Accroître l’offre de poisson tout en préservant les ressources disponibles : le Togo cherche un nouvel équilibre pour son secteur halieutique. Les travaux engagés à Lomé doivent aider le pays à mieux articuler production, aquaculture, protection des écosystèmes et besoins alimentaires.
La question ne se limite plus à augmenter les captures. Dans un contexte marqué par la pression sur les ressources naturelles, le développement du secteur passe aussi par une meilleure organisation de l’aquaculture, un suivi plus rigoureux des zones de pêche et des politiques capables de concilier rendement économique et préservation.
C’est dans cette perspective que plusieurs acteurs nationaux examinent l’adaptation des stratégies togolaises au Cadre politique et à la stratégie de réforme de la pêche et de l’aquaculture en Afrique.
Sortir d’une logique centrée sur les captures
Le défi est d’éviter qu’une hausse de la production ne se traduise par une exploitation excessive des ressources halieutiques.
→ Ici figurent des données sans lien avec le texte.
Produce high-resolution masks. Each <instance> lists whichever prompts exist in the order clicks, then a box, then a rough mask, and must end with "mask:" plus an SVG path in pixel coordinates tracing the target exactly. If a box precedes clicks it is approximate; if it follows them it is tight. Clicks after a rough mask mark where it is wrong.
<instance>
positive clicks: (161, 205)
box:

Pour y parvenir, le pays devra mieux encadrer les pratiques, renforcer les données disponibles sur les stocks et intégrer davantage les enjeux climatiques dans la gestion du secteur.
L’aquaculture apparaît, dans ce contexte, comme un levier essentiel. Son développement peut contribuer à augmenter l’offre nationale sans accroître la pression sur les milieux naturels.
Adapter les politiques aux réalités du terrain
Les travaux menés dans le cadre du projet FISHGOV 2 doivent permettre d’identifier les écarts entre les orientations africaines et les dispositifs actuellement appliqués au Togo.
L’objectif est de proposer des ajustements capables d’améliorer l’efficacité des politiques publiques, mais aussi de mieux prendre en compte les besoins des pêcheurs, des aquaculteurs et des autres professionnels de la filière.
Au-delà des textes, la réforme devra produire des effets concrets sur l’organisation du secteur, la qualité de la production et les revenus tirés de l’activité.
Un enjeu alimentaire autant qu’économique
La pêche et l’aquaculture occupent une place importante dans l’alimentation des ménages et dans les moyens de subsistance de nombreux acteurs.
Le défi consiste désormais à faire progresser la production sans compromettre les ressources dont dépend l’avenir du secteur. Cette équation impose une politique plus cohérente, une aquaculture mieux structurée et une gestion plus prudente des espaces de pêche.
La réussite de cette transition se mesurera moins au nombre de recommandations adoptées qu’à la capacité du pays à produire davantage de poisson tout en maintenant les écosystèmes en état de se renouveler.